Led by senior author Michael Thaut, director of the University of Toronto’s Music and Health Science Research Collaboratory, the researchers recruited 17 elderly patients with early-stage cognitive decline and asked them, with the help of their caregivers, to listen to an hour of well-known music per day for three weeks. Fourteen subjects (11 women and 3 men) completed the task.

The Montreal Cognitive Assessment, designed to test visuospatial and executive function, naming, attention, language, abstraction, delayed recall, and orientation, was administered before and after the music treatment. Brain scans with functional MRI were also conducted before and after.

Subjects’ overall cognitive test scores slightly improved after the three-week intervention, but the difference was not statistically significant, meaning the increase could just be due to chance. However, subjects’ memory scores did improve about 20 percent, a statistically significant boost. Brain scans also revealed minor structural changes in the brain, a hopeful sign in patients with early-stage cognitive decline.

“Repeated exposure to long-known music may induce cognitive effects through consistent changes in brain activation and functional connectivity of nodes… along with corresponding white matter changes,” the researchers wrote.

Music on hold

Despite the optimistic results, there are legitimate reasons for skepticism. The cognitive benefits were restricted only to memory, and they were minor. We also have no idea if they will persist over time. Moreover, the study group was small; a greater sample size might see the effects diminish. Lastly, there was no control group to compare the musical treatment group to. It would be interesting to see if subjects who listened to, say, informational podcasts would experience similar or perhaps greater cognitive benefits.
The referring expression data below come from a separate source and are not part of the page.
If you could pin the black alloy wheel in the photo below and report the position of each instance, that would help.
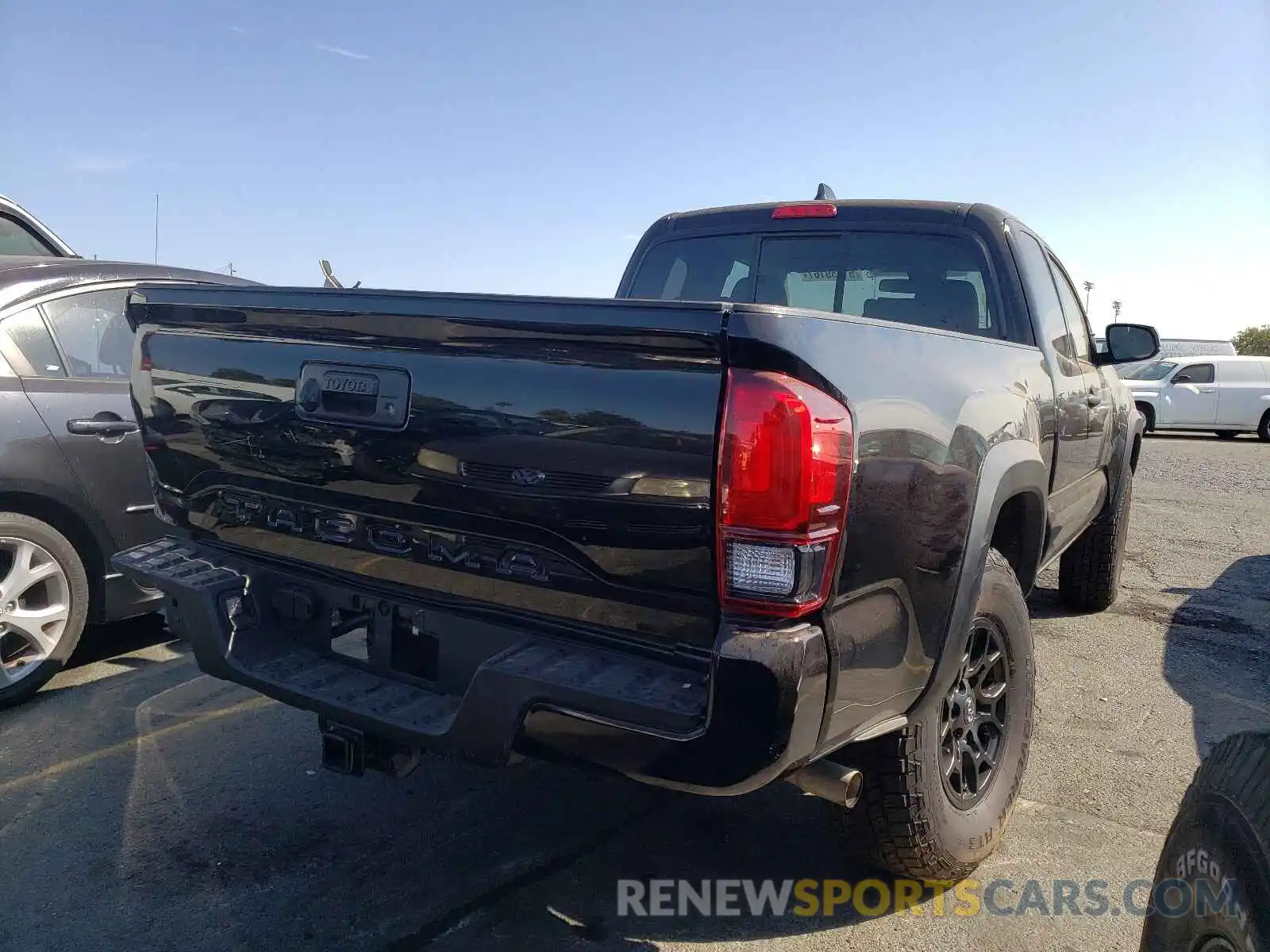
(975, 715)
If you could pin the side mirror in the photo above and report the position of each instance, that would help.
(1128, 343)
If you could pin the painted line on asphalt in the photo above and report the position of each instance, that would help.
(75, 763)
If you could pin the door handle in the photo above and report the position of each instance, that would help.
(101, 428)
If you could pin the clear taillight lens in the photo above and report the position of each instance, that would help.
(784, 479)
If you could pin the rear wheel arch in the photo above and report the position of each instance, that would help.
(90, 545)
(1019, 533)
(1010, 470)
(1149, 414)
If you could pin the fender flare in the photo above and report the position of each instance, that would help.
(1007, 470)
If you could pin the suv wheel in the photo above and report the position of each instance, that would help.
(1089, 573)
(1219, 841)
(44, 605)
(937, 797)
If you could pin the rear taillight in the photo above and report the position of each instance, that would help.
(784, 476)
(806, 209)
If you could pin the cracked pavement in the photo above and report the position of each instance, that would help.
(141, 803)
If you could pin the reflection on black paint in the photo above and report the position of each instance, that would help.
(564, 463)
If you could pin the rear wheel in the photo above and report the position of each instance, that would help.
(1089, 573)
(1219, 841)
(44, 605)
(937, 797)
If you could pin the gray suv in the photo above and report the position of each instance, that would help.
(73, 478)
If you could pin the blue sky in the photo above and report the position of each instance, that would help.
(522, 146)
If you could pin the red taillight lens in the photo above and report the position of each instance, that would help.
(784, 479)
(806, 209)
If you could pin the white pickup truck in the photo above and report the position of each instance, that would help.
(1222, 393)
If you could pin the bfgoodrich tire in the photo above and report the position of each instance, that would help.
(918, 818)
(1221, 838)
(1089, 573)
(44, 605)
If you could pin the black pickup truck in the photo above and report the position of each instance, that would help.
(770, 514)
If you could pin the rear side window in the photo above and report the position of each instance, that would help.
(1043, 298)
(1241, 372)
(25, 332)
(698, 270)
(16, 239)
(931, 281)
(1194, 374)
(94, 333)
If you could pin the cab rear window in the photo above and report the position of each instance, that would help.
(931, 281)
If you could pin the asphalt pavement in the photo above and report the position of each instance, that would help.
(146, 806)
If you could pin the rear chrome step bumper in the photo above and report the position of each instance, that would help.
(752, 717)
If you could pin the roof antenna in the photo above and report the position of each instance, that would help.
(332, 281)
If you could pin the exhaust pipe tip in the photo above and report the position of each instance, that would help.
(833, 782)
The University of Toronto researchers have presented an interesting, yet very preliminary study. Listening to familiar music is undeniably pleasant; there is certainly no harm in it. But it is highly unlikely that a simple treatment like music therapy will slow the presently unstoppable ravages of Alzheimer’s. For that, a pharmaceutical treatment is almost certainly required, and sadly, no drug has yet proven to be genuinely effective.